In language one often finds a fascinating history of repudiation, usually around the advent of the modern subject of science, meaning that words reverse meanings, or repudiate an earlier meaning. For example, smiling used to be not the pleasantry that it embodies today but actually something offensive. There wouldn’t be smiling, and certainly not smiling in teeth in painting before the 18th century. Smiling came from an idea of a change in the face on the way to laughter, and it’s not clear if this laugh is friendly or not, and in fact smile is often closer to smirk, to scorn. Railing, similarly, of course is the horizontal bar on a fence, but is linked to the meaning of rule, guide, in a straight line, like ruler. But it is also a bird, Raler, which means to rattle, linked to its cry. Which brings us to the other meaning of rail, to speak vehemently or complain bitterly, from railler, which also means to joke.

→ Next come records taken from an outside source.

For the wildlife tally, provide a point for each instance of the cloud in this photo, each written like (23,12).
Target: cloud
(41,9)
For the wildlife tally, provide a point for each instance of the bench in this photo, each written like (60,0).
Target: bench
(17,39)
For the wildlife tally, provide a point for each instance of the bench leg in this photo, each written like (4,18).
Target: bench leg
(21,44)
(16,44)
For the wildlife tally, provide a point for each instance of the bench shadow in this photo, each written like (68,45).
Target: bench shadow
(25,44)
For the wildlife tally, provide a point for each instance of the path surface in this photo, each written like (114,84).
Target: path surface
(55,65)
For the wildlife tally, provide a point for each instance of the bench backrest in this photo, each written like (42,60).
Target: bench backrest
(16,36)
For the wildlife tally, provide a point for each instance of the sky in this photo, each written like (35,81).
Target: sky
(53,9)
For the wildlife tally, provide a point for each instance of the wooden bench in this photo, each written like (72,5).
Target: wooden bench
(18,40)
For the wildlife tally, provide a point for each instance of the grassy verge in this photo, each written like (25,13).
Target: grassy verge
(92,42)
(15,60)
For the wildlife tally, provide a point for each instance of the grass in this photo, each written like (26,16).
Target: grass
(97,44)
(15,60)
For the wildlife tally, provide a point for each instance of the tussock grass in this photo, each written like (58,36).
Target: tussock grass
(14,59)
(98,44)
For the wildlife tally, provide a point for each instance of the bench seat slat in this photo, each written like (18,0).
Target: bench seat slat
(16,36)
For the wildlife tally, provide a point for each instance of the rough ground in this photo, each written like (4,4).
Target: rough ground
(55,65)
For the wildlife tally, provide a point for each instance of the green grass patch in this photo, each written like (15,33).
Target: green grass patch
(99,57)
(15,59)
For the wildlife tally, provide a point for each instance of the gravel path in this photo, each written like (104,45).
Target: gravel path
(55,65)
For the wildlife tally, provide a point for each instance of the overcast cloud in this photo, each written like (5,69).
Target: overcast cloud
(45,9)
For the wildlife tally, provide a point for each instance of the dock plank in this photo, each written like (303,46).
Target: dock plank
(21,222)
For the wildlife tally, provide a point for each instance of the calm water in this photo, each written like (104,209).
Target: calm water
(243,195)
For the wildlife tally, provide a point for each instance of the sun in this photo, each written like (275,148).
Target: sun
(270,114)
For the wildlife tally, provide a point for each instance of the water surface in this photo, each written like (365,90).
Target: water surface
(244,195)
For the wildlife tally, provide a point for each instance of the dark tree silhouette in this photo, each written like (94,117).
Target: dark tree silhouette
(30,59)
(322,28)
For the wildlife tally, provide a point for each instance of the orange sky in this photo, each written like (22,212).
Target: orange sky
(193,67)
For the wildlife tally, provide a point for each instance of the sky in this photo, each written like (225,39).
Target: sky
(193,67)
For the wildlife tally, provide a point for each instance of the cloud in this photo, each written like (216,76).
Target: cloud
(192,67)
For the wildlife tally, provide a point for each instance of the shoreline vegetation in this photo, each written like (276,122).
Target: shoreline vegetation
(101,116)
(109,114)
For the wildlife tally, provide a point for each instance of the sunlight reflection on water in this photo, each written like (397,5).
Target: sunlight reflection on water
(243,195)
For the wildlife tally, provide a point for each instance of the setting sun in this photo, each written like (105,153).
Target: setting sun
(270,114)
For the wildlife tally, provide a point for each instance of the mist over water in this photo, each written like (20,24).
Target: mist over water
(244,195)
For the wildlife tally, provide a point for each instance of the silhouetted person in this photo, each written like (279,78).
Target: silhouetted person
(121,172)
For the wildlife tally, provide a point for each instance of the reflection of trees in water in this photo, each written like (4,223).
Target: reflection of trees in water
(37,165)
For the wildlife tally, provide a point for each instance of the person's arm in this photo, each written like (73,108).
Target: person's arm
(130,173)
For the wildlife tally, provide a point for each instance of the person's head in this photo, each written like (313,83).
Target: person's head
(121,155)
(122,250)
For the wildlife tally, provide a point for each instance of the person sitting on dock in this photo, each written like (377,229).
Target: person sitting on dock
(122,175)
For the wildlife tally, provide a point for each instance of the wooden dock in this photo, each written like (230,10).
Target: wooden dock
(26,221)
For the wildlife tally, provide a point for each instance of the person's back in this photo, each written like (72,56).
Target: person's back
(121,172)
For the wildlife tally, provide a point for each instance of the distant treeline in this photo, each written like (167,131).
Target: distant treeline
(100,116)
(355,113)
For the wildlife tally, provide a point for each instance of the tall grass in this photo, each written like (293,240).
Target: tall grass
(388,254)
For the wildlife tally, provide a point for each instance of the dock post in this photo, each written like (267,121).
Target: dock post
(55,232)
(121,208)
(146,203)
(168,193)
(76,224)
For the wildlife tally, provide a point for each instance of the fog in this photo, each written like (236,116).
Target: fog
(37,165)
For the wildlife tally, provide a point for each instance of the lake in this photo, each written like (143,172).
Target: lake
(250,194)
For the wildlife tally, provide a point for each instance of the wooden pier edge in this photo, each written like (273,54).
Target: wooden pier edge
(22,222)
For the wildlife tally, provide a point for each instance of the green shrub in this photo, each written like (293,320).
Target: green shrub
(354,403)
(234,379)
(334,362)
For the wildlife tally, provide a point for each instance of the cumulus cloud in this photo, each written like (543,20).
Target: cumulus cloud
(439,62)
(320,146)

Smiling and Railing feel very close to me.. The dream is a fascinating work of condensation, a most holophrastic screaming, railing.
In these presentations that feel dead, that you wonder so much how can they begin with this much repudiation, how can I not be a second casualty, these are remarkable signs of the spoken life of the drive, in otherwise very obsessional pictures, and the presence of a joke, a deathly, aggressive, joke, but a joke nonetheless. Love-hate, this sign of absolute repudiation, we can get the closest to it, Lacan remarks in the same paper, only through the comic. Both of them have a desirous “look at me” cry for love. And then follows all the jokes. Railing, railing. Ruling, pinching, pressing, darting, pushing. Up against the limit. At which point the whole configuration has to vanish: and with it all speech, all identity, all recognition, all understanding. What can they take-on of this action to the breaking point in their very dream life? The patient who lies down as if dead, the woman who works incessantly.
Treatment touches this limit again and again. But the difference between pure disappearing, which certainly happens in a life and in culture more broadly, is that the patient came and said it to you, and you heard it, even perhaps marked it. That difference is enough. We have to know this. This is how we attend to this forever rejection, and we take distance from this rejection which calls us to it.
This also is the importance of psychoanalytic training, of psychoanalytic colleagues, psychoanalytic working together, to keep us in this delicate balance, speaking to one another, so we are not overcome by the feeling of repudiation, of rejection. One has to wonder here about where psychoanalytic groups and trainings fail—when they reject, when they repudiate—in some aspect of their functioning. Hopefully we’ll take up this question more at the end.